Дьяк не слишком приятно усмехнулся:
— Долго не думай, князь, от долгих мыслей головная боль бывает...
Андрей понял, что выбор труднее, чем он ожидал.
Шишков засиживаться у князя Андрея не стал, поспешил вон, да и хозяин не слишком старался задержать опасного гостя.
После ухода дьяка Шуйский долго сидел, уставившись на пламя свечи, пока та не стала коптить, догорая. В себя князя Андрея привело только появление слуги, менявшего огарок на новую свечу. Решение было принято — попытаться поговорить с умным и влиятельным князем Борисом Горбатым-Шуйским, тот лучше знал нынешние московские дела. Князь Андрей даже с братом Иваном советоваться не стал.
Но разговор с Горбатым ничего хорошего не принёс. Князь Борис поморщился:
— Снова ты с удельным княжеством связываешься? Не ко времени, верно говорю. Хотя великого князя Василия нет уже, но власть в крепких руках. Не поеду к Юрию.
Андрей едва сдержался, чтобы не спросить, в чьих это крепких руках. Зато испугался, что Горбатый донесёт о разговоре, и поутру побежал доносить сам. Опоздал, князь Борис Горбатый и впрямь всё пересказал Михаилу Глинскому. При разбирательстве больше поверили Борису Горбатому, чем бывшему в опале за измену Шуйскому. Кроме всего, он дал вожделенный повод Глинскому и Елене уничтожить Юрия Дмитровского!

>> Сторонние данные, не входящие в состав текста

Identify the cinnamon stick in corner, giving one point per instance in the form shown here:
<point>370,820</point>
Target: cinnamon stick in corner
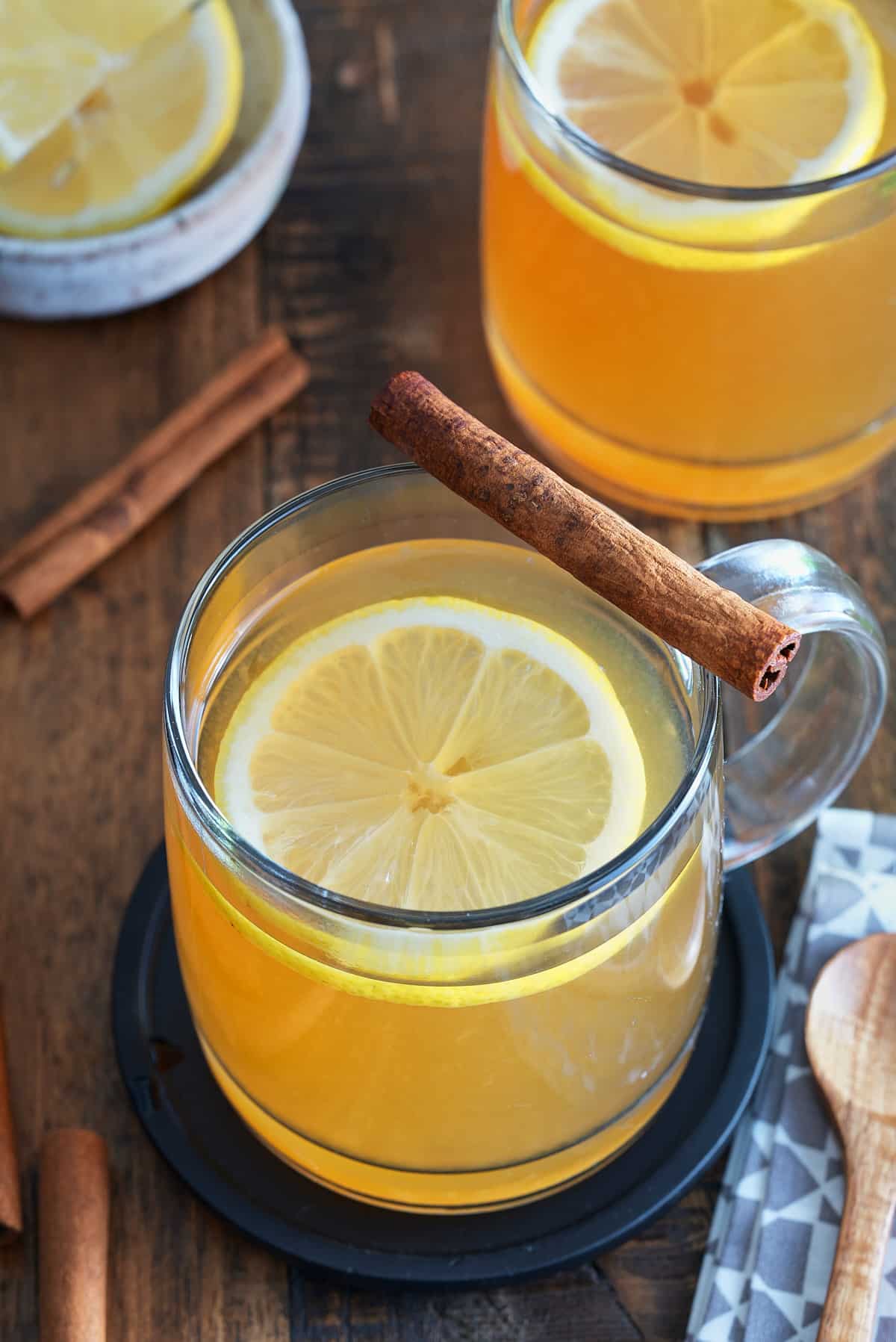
<point>74,1236</point>
<point>10,1184</point>
<point>111,510</point>
<point>734,641</point>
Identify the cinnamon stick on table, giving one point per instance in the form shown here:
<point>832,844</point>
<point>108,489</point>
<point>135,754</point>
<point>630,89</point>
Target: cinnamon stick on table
<point>10,1185</point>
<point>737,642</point>
<point>72,1209</point>
<point>109,512</point>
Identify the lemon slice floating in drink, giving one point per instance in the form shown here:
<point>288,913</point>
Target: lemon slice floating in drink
<point>761,94</point>
<point>435,754</point>
<point>140,140</point>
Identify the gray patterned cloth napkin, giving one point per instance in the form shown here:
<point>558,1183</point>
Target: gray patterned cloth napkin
<point>774,1232</point>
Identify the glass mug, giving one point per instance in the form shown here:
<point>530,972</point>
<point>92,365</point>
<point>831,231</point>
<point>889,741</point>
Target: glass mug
<point>712,379</point>
<point>468,1060</point>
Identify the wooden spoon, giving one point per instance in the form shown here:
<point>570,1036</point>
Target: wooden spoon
<point>850,1039</point>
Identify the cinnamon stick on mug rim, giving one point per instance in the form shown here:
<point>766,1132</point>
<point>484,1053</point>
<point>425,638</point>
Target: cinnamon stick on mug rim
<point>737,642</point>
<point>10,1181</point>
<point>111,510</point>
<point>72,1227</point>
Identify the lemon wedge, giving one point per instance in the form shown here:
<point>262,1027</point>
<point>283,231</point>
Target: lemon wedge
<point>55,52</point>
<point>434,754</point>
<point>140,140</point>
<point>761,96</point>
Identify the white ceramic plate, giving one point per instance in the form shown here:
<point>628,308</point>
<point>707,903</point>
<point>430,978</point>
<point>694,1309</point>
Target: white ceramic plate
<point>90,277</point>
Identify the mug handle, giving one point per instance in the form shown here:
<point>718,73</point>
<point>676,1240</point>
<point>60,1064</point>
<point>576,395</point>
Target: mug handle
<point>791,756</point>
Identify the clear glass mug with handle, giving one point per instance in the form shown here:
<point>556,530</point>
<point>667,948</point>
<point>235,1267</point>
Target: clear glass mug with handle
<point>474,1059</point>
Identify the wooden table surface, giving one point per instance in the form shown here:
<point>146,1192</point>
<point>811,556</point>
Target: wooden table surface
<point>370,262</point>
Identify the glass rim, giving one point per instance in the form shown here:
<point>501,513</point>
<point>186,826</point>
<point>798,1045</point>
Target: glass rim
<point>506,30</point>
<point>296,890</point>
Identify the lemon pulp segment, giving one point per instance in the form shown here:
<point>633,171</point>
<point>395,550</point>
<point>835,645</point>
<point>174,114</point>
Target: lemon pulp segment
<point>719,92</point>
<point>434,754</point>
<point>141,138</point>
<point>55,52</point>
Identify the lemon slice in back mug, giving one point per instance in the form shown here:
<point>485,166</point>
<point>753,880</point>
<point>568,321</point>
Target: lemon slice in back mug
<point>761,94</point>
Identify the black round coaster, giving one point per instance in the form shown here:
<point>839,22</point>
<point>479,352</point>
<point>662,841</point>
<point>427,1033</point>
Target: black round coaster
<point>196,1130</point>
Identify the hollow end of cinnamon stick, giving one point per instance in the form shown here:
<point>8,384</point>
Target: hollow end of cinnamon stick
<point>739,643</point>
<point>11,1219</point>
<point>72,1208</point>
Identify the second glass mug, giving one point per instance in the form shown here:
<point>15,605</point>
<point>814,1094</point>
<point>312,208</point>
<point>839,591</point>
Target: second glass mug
<point>468,1060</point>
<point>651,353</point>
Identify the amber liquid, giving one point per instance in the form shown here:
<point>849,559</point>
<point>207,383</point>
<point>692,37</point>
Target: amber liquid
<point>680,380</point>
<point>470,1097</point>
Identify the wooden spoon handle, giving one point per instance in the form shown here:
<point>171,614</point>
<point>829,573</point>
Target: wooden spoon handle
<point>850,1308</point>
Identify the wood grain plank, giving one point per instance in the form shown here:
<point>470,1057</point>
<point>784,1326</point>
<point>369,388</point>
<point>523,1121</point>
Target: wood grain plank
<point>82,772</point>
<point>577,1306</point>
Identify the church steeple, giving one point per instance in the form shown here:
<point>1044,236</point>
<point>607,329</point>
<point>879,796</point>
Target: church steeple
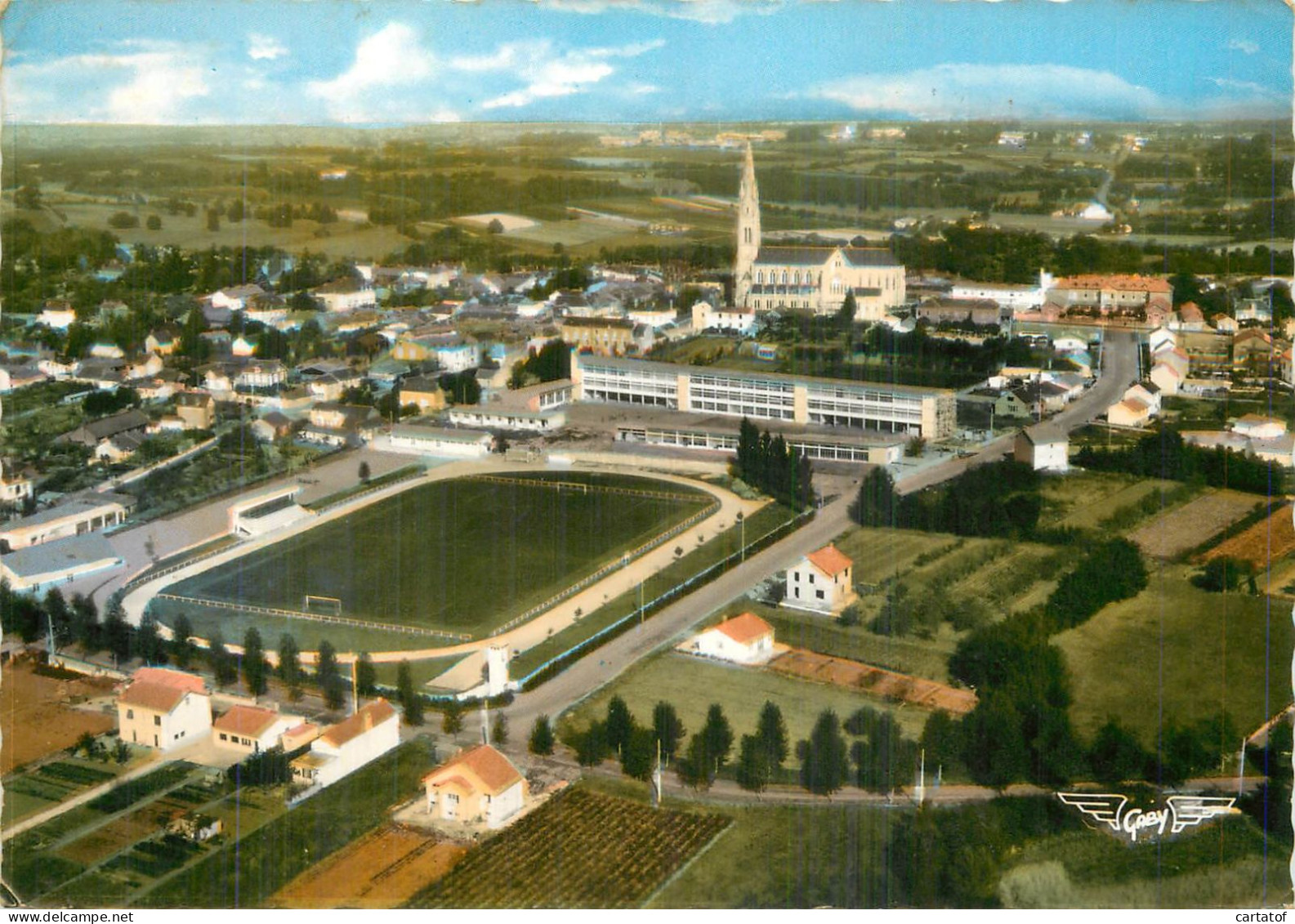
<point>748,230</point>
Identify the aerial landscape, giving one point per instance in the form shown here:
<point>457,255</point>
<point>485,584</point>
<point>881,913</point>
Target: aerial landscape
<point>646,454</point>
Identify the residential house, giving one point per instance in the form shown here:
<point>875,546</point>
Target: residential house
<point>73,516</point>
<point>478,786</point>
<point>346,294</point>
<point>742,640</point>
<point>440,441</point>
<point>341,425</point>
<point>196,409</point>
<point>422,391</point>
<point>821,582</point>
<point>272,426</point>
<point>163,709</point>
<point>1043,448</point>
<point>345,747</point>
<point>236,298</point>
<point>252,729</point>
<point>96,431</point>
<point>1129,412</point>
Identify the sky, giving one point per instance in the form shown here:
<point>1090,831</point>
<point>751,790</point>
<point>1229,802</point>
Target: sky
<point>390,62</point>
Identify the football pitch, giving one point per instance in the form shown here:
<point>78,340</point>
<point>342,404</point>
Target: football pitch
<point>464,556</point>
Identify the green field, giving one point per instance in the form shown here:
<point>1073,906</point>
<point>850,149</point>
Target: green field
<point>462,556</point>
<point>692,684</point>
<point>1182,654</point>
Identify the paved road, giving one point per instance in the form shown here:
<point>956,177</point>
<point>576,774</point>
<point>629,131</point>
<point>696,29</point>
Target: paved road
<point>1119,369</point>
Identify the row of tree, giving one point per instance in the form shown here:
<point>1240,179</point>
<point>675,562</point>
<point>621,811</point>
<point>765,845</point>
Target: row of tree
<point>995,500</point>
<point>768,463</point>
<point>1166,454</point>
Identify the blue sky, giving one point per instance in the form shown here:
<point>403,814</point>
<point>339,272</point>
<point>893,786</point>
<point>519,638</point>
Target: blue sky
<point>414,61</point>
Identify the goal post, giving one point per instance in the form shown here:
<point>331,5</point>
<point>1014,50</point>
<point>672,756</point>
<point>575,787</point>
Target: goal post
<point>330,605</point>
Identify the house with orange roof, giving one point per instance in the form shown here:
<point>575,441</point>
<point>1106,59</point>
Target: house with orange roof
<point>742,640</point>
<point>342,748</point>
<point>163,709</point>
<point>478,786</point>
<point>821,582</point>
<point>252,729</point>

Князь Михаил не совсем понимал племянницу: ну чего она так взъелась на бедолагу Юрия? Конечно, он опасен как претендент на власть; если брать по прежним правилам, то наследовать умершему Василию должен был брат Юрий, а не малолетний сын Иван, так издревле повелось на Руси. Кроме того, немало тех, кто до сих пор считал, что развод Василия с Соломонией неправеден, а потому женитьба его на литовке Елене незаконна. Но ведь Иван уже венчан на царство, да и с Юрия можно взять грамоту с крестным целованием, что от шапки Мономаха откажется на веки вечные. Куда он денется, согласится, целовал же, присягая ещё не венчанному Ивану. Жизнь небось дороже?
Но Елена словно взбесилась, требовала одного — обоих братьев умершего Василия извести! Всех, кто им служит или служить желает, уничтожить! Особо злилась на самого Юрия и на жену младшего брата Андрея княгиню Ефросинью.
— Эта-то что?
Глаза Елены зло блеснули:
— Удавить вместе с её щенком! — И глухо пробормотала, дядя едва расслышал: — Чтоб не болтала обо мне дурного!
Брата умершего Василия III князя Юрия Дмитровского и всё его окружение ждала незавидная судьба. Сам Юрий был закован в оковы и помещён в мрачную темницу, где умер медленной голодной смертью.
Княгиня нервно теребила в руках край большого плата, которым покрыта голова. Со всех сторон приносили неприятные вести — князья, бояре и воеводы расползались кто куда мог. Литовские войска стояли у границы, нацелившись на Чернигов и Смоленск. От Сигизмунда Елена не ждала ничего хорошего, но никак не представляла, что война с Литвой начнётся так скоро. А тут ещё измена в войсках! Многие воеводы и боярские дети бежали в Литву, рассудив, что служить литовке, самовольно усевшейся на московский престол, ничуть не лучше, чем служить самой Литве. Михаил Глинский скрипел зубами, он понимал, что племянницу не любят в Москве, по не думал, что настолько! Москва потеряла свою притягательность для очень многих. И не без помощи злой, надменной литовки, быстро опорочившей супружеское великокняжеское ложе.